Première femme professeure permanente à l’Institut des hautes études scientifiques, la mathématicienne Laure Saint-Raymond, 49 ans, est mère de six enfants. Après nous avoir donné son accord pour participer à la rubrique « Vie de parents », elle a regardé la liste des questions habituellement posées. « Le questionnaire m’a mise extrêmement mal à l’aise », nous a-t-elle écrit.
« La pire chose que votre enfant vous ait dite », « votre meilleure qualité de parent »… L’emploi des superlatifs lui semblait déplacé. Il y a quoi, entre le meilleur et le pire ? Pour elle, les questions étaient trop fermées. « Cela manque de nuances, et ça suppose qu’on a un retour immédiat sur ce qu’on fait, dit, propose, autorise, interdit… »

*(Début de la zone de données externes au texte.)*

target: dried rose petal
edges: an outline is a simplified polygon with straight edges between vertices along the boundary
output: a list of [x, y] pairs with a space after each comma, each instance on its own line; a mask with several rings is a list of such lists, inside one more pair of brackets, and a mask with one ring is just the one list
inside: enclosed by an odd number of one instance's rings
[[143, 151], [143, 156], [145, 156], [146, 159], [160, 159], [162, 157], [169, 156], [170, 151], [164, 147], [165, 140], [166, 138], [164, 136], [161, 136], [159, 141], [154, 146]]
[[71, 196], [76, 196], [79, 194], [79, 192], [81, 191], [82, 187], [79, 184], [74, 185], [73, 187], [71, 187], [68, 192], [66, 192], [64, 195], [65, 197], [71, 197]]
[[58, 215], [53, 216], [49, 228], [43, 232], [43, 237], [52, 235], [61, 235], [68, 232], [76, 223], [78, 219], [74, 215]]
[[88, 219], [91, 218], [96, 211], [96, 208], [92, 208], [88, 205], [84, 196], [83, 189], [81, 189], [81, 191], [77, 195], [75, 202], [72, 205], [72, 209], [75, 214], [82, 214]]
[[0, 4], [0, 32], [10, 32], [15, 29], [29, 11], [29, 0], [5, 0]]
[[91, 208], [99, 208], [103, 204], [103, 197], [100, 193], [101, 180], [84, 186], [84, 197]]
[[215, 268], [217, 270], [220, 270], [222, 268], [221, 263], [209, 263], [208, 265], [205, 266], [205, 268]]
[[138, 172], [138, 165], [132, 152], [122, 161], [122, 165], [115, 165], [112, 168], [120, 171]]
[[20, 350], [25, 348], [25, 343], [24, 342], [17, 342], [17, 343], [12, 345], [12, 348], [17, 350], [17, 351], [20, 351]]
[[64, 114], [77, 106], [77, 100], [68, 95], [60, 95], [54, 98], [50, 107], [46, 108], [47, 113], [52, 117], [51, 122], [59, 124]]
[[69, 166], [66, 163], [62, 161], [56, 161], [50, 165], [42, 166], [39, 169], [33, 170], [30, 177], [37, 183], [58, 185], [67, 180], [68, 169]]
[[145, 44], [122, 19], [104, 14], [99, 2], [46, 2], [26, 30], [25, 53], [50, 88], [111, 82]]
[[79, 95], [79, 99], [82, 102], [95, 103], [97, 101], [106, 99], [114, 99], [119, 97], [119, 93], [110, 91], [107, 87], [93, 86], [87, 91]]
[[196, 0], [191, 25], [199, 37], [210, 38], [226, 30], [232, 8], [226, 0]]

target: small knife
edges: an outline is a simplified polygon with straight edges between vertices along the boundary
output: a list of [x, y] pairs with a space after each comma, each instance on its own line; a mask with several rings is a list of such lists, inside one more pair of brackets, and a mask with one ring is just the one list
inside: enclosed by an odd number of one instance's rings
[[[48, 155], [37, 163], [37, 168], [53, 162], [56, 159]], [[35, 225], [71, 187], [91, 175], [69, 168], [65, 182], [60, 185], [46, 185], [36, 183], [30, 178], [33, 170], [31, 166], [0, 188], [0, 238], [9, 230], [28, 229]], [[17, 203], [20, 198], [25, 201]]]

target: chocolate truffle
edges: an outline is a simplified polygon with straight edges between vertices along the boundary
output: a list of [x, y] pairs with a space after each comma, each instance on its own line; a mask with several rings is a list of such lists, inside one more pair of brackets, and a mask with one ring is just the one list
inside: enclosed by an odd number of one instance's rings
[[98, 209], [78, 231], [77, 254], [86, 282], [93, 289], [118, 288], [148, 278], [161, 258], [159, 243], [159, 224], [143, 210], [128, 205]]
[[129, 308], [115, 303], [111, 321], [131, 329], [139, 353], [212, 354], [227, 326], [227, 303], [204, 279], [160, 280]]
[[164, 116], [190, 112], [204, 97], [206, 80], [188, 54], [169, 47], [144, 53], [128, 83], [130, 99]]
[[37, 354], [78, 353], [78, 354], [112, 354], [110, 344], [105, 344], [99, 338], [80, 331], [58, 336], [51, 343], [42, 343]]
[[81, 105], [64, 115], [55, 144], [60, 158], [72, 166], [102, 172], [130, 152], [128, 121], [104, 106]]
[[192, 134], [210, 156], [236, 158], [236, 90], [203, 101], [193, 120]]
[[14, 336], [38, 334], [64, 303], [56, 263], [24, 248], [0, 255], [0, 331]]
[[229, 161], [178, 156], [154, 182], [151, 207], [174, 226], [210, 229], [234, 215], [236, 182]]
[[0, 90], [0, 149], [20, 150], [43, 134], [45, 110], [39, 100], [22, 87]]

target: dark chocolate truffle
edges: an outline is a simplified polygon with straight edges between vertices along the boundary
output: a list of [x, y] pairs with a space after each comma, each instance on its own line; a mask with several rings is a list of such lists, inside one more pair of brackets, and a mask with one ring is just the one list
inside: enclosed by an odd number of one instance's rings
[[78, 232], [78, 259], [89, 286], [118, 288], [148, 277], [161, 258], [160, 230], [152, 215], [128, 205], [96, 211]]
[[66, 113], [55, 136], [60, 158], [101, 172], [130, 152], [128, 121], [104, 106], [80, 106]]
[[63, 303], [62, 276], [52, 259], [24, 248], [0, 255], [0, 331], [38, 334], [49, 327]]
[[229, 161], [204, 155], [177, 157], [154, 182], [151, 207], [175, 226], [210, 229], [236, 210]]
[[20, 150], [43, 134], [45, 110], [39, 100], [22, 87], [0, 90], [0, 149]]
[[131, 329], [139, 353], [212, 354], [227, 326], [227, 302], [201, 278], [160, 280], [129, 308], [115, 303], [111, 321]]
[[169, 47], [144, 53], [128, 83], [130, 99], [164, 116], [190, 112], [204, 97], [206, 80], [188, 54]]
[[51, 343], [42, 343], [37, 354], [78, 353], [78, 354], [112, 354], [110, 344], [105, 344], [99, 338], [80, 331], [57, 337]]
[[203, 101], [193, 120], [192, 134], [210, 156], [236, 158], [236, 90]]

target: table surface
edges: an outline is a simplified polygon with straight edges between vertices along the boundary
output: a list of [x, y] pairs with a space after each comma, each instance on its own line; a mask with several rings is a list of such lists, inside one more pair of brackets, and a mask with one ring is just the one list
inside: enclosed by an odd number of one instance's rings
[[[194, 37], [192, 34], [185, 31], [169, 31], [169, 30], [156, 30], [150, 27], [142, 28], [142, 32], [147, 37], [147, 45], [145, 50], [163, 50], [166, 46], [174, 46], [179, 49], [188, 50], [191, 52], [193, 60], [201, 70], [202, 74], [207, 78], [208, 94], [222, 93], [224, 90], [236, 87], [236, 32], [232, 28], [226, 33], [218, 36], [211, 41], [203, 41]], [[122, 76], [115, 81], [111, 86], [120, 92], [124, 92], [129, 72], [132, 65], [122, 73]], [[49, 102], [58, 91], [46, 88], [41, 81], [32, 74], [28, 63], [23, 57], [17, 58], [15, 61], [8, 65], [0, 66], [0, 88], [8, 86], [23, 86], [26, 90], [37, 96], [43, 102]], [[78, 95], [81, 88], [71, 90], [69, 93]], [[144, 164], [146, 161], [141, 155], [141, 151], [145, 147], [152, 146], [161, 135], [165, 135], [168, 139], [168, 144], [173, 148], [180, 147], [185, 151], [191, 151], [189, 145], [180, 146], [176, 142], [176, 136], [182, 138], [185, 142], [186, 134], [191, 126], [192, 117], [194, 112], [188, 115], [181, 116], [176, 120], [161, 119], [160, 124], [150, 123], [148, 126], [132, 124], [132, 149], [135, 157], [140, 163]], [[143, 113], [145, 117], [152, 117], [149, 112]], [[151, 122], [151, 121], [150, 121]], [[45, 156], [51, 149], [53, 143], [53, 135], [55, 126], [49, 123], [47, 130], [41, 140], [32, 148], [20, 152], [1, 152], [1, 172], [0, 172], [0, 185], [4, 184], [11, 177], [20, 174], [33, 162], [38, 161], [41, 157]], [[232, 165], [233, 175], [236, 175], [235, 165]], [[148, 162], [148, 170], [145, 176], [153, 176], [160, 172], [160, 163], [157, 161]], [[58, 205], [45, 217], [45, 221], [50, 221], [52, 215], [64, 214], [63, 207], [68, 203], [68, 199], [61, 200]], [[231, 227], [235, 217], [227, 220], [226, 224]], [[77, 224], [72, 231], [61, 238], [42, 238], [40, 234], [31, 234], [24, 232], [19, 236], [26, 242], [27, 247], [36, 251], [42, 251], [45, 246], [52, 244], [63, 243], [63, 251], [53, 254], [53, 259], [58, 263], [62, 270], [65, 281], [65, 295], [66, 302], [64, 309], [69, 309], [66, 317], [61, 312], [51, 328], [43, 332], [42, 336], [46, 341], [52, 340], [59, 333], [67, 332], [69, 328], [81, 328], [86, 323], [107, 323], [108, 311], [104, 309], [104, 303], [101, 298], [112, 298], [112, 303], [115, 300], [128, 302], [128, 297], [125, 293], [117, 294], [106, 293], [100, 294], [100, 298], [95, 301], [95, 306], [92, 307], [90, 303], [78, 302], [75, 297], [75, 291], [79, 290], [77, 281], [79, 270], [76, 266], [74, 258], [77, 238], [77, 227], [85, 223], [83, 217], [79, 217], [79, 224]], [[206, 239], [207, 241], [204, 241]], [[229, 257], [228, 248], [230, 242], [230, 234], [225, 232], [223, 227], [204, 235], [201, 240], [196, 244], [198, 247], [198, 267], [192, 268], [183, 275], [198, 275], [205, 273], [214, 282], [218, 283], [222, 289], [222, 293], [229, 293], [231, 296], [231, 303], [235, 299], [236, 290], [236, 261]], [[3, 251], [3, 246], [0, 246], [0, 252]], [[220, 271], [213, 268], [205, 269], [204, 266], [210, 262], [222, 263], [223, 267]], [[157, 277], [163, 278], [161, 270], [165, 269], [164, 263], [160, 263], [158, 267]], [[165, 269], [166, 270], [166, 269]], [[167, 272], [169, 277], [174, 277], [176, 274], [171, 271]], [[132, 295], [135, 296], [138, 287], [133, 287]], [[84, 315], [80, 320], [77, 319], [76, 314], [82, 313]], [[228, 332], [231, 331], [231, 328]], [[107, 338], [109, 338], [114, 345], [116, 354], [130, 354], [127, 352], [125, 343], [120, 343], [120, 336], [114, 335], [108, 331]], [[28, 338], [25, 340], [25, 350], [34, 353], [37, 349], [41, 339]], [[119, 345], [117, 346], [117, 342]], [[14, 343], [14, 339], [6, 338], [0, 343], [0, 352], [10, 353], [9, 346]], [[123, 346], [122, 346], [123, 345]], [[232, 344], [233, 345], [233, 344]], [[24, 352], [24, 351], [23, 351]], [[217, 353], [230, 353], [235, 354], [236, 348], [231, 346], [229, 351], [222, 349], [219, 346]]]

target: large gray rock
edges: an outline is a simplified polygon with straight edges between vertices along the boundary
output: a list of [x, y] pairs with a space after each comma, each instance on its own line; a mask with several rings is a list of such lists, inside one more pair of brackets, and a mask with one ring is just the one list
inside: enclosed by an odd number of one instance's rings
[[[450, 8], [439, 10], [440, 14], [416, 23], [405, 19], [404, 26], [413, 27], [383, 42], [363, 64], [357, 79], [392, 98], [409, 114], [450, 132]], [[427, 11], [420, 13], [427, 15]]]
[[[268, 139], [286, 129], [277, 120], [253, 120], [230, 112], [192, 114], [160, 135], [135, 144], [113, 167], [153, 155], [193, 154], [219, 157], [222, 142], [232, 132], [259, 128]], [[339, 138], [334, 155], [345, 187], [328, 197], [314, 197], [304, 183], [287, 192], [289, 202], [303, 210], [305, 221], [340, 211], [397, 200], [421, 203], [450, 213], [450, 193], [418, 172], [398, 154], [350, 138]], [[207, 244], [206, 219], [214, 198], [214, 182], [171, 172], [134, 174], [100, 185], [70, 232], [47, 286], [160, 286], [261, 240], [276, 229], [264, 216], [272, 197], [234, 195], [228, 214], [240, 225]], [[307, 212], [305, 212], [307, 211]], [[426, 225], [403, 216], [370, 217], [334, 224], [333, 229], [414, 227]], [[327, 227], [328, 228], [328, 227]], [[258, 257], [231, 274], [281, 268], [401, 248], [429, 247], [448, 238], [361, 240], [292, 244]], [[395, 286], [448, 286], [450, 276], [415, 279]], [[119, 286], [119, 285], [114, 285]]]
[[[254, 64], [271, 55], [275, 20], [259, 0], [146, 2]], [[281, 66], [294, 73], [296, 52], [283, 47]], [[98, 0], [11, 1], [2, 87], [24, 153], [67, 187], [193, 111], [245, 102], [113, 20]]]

Scientifiquement, ce n’était pas très rigoureux. Elle nous a donné rendez-vous à l’Académie des sciences, dont elle est membre, pour nous donner ses réponses à d’autres questions.
On n’élève pas les premiers comme les derniers. Déjà, parce que j’ai eu mon premier enfant à 24 ans, et on n’est pas la même personne qu’à 50 ans. En tant que parent, on change aussi. Pour l’aîné, on suit à la lettre le calendrier de la diversification alimentaire. Le dernier, il prend des frites dans les assiettes de ses frères et sœurs à 6 mois. L’aîné, s’il fait de la musique, on veille à ce qu’il fasse ses gammes tous les jours. Pour le dernier, on comprend qu’il faut choisir ses combats, et on ne se met plus les mêmes priorités, ce qui fait dire aux aînés que les derniers sont des chouchous.
Je suis moi-même l’aînée d’une famille de sept enfants, et je sais qu’on n’a pas la même relation à l’adulte quand on arrive en premier ou en dernier. Pour l’aîné, il y a une forme de culpabilité si on n’entre pas dans ce que l’on croit être attendu de ses parents. Les plus jeunes se sentent plus libres. Les aînés vivent sous le regard des adultes, tandis que les plus jeunes peuvent prendre exemple sur les aînés. Nous nous en sommes particulièrement rendu compte pendant le confinement : le plus jeune était exposé aux aînés, qui faisaient leur travail de médecine ou de droit.
Il y a moins d’écart d’âge entre mon fils aîné et mon dernier frère qu’entre mon dernier frère et moi. On forme une espèce de tribu ! Dans ma famille, on a cette culture d’être proches, de se voir, de passer du temps ensemble… Cette proximité est une force aussi bien au quotidien que dans les épreuves de la vie.